Iliescu setzt sich als Blogger für mehr Diskussionseinbezug und -implizierung Rumäniens ein. Da hat er recht. Nur so könnte die Theorie der konzentrischen Kreise der EU unterlaufen und eine authentische Demokratie gelebt werden. Er selber hat das als zweieinhalbmaliger Staatschef nicht ganz so gehalten. In der Theorie hat er aber recht. Nur: Wer unter den Regierenden sollte und könnte im Namen der Bürger Rumäniens diskutieren?
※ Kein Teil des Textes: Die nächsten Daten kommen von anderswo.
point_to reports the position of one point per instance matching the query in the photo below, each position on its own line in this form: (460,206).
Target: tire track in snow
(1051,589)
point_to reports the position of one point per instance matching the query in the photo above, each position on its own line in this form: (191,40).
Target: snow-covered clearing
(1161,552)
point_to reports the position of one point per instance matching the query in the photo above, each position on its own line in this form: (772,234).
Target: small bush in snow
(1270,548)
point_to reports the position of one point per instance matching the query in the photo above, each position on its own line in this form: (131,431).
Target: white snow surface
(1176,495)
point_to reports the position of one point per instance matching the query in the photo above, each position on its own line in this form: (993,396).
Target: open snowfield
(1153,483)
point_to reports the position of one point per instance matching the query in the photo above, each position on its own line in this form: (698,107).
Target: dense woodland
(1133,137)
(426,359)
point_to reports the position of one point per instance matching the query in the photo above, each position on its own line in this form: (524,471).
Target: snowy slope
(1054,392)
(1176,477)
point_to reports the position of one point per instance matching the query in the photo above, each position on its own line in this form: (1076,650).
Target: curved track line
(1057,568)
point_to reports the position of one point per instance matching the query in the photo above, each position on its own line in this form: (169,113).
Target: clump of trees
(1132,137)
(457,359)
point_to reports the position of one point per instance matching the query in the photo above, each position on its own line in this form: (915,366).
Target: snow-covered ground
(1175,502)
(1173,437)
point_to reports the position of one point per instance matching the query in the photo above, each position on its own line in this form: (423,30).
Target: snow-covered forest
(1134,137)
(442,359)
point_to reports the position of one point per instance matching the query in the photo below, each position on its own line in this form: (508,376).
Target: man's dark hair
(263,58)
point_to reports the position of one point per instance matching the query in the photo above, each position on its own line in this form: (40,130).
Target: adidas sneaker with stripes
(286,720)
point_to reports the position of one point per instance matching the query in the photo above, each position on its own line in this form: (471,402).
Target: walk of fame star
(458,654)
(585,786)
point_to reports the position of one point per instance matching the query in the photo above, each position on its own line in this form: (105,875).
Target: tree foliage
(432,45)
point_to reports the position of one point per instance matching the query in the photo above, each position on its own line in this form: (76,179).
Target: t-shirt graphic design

Recht hat Iliescu auch, wenn er die rumänischen Politiker auffordert, zurückzukehren zur Politik, was die einzig passable Lösung für die innenpolitische Dauerkrise Rumäniens in den vergangenen zwei Jahren sei. Eine gute Gelegenheit dazu seien die Europawahlen im Mai: „Die Würde, EU-Parlamentarier zu sein, kann keine Belohnung sein für Politiker oder deren Klientel, sondern muss die Erfüllung einer exemplarischen politischen Karriere sein im Dienste der Bürger und der Nationen Europas. Es ist der Augenblick gekommen, wo die politischen Eliten sich wieder mit den Bürgern an einen Tisch setzen müssen, um eine gemeinsame politische Agenda zu besprechen, ein gemeinsames Projekt, jenes der europäischen Integration. An der können sich alle Bürger Europas erfreuen.“ Auch wenn Iliescu unter „Integration“ wohl eher „(proletarischen) Internationalismus“ verstehen sollte – seine Aussage bleibt überlegenswert.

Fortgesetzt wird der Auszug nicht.